Tingginya nilai ekonomi tidak sejalan dengan kondisi kawasan konservasi yang ada yaitu CA Watu Ata, dimana berdasarkan pengolahan data dan hasil survey yang dilakukan oleh Lembaga Advokasi dan Penguatan  Masyarakat Sipil (Lapmas), diperoleh data bahwa hasil citra satelit (November, 2004) diperoleh data lahan garapan dalam kawasan Cagar Alam Watu Ata adalah seluas 652,42 ha (13,32%) dari luas kawasan. Kemudian pada tahun 2006, berdasarkan hasil survey yang dilakukan oleh Lapmas, diperoleh data lahan garapan dalam kawasan seluas 962,61 ha (19,65%) dari luas kawasan. Selama kurun waktu 2 tahun tersebut, terjadi penambahan luas kawasan yang digarap sebesar 6,33%. Selain data tersebut, hasil analisis terhadap data citra satelit SPOT 6 akusisi tahun 2014-2015 yang dilakukan oleh BBKSDA NTT tahun 2017, diperoleh data bahwa luas Open Area di CA Watu Ata seluas ±1044,48 Hektar yang terdiri dari Pemukiman seluas ±30,33 Hektar dan Pertanian Lahan Kering Bercampur Semak seluas ±1.014,14 Hektar.

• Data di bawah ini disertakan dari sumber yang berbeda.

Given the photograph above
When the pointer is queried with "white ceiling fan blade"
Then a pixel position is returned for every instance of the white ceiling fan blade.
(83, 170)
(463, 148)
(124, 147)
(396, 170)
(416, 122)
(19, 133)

Maraknya perambahan di kawasan CA Watu Ata tidak terlepas dari adanya peran pemerintah daerah, dimana pada periode tahun 1969 pada masa pemerintahan Bupati Yan Yos Botha, mencanangkan  proyek Casiavera dengan penanaman kayu manis di kebun rakyat dengan sistem tumpang sari tanaman jagung dan kacang-kacangan. Pada saat itu, masyarakat Wawowae dan Kelurahan Susu dihimbau oleh Bupati Yan Yos Botha untuk menanam kopi di lokasi yang sekarang menjadi cagar alam. Lahan dibagi-bagi oleh pemerintah desa atas perintah Bupati Yan Yos Botha, dalam hal ini status tanah adalah kawasan hutan negara dengan konsep hak kelola bukan hak milik dimana setiap orang memilih lahan pengelolaan masing-masing.

 

Potensi Sosial Budaya

Budaya masyarakat setempat pada dasarnya sangat menjaga keberadaan kawasan hutan salah satunya kawasan hutan Inelika seluas 5.400 Ha yang saat itu ditetapkan pada masa Pemerintahan Belanda oleh De Resident Van Timor En Onderhoorigileden melalui Calenon Het Zelfbestuur Besluit Van Ngada, 29 Juni 1932 No. 20. Tanda batas kawasan tersebut dikenal masyarakat sebagai Pal I.  Kawasan yang termasuk dalam Pal I adalah kawasan yang saat ini merupakan perbatasan antara Desa Inegina dengan Desa Inelika.  Pal I biasa  disebut masyarakat sebagai tanah “ma’e pire” yaitu tanah yang tidak boleh digarap dan diserahkan oleh nenek moyang karena merasa penting untuk melindungi kawasan tersebut. Masyarakat juga menyadari tentang apa yang harus dilakukan dan apa yang tidak boleh dilakukan di dalam kawasan hutan dan kesadaran ini yang kemudian biasa disebut sebagai “Rii”.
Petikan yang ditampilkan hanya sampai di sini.